Thanks for the insights.
…mrt
Hi Michael,
I’m a regular reader of DDOE (not so regular contributor, sorry Dick). Nice to meet you, online that is.
Just out of curiosity, how do you know of Hokusai? Or do you just like the picture?
Andrew
Hi Andrew –
Mostly the later. Seems there are many copies. I saw it too long ago in the British Museum. From there, I learned the name. I don’t know any more about Hokusai than what I read in Wikipedia. I didn’t do the original scan, but I kept it because of the relation to a visit abroad. The scan is really a poor rendition as you have to know the picture to see the boats being swamped by the waves.

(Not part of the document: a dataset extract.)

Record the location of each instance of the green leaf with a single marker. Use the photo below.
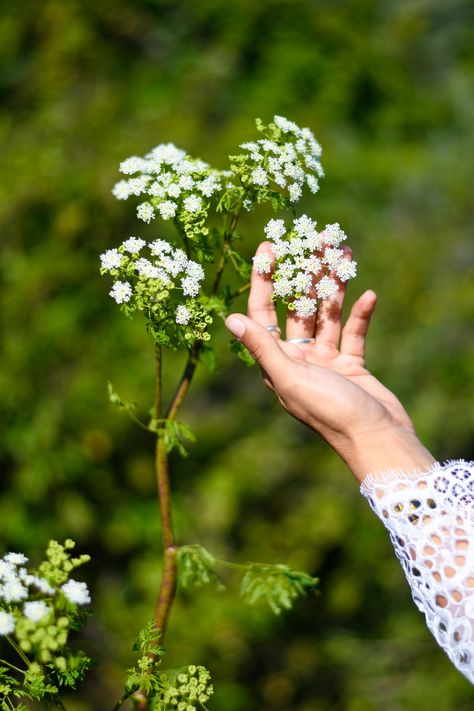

It’s easy, mostly, to keep electronic souvenirs. This one was on an 800k floppy disc. I moved it onto newer technology while I could still resurrect a computer that would read 800k floppies and write 1.4M floppies. It was sneaker net at its finest. Read the 800k discs to the old computer’s hard drive, write to the 1.4M disc, USB floppy-drive copy to a USB/Firewire external hard drive to my laptop, erase the disc, and repeat. I set it on the kitchen table and just kept walking that disc around. Many files got corrupted at sometime along the way, but the two I linked to work great.
Nice to meet you, too.
…mrt
Hi Michael,
It certainly is a good picture and, many years after it was made, still a very popular one. I actualy have Hokusai’s 36 Views of Mount Fuji (actually 46) as my screensaver at work. It’s a great way to get an insight into what society in Japan was like at that particular time.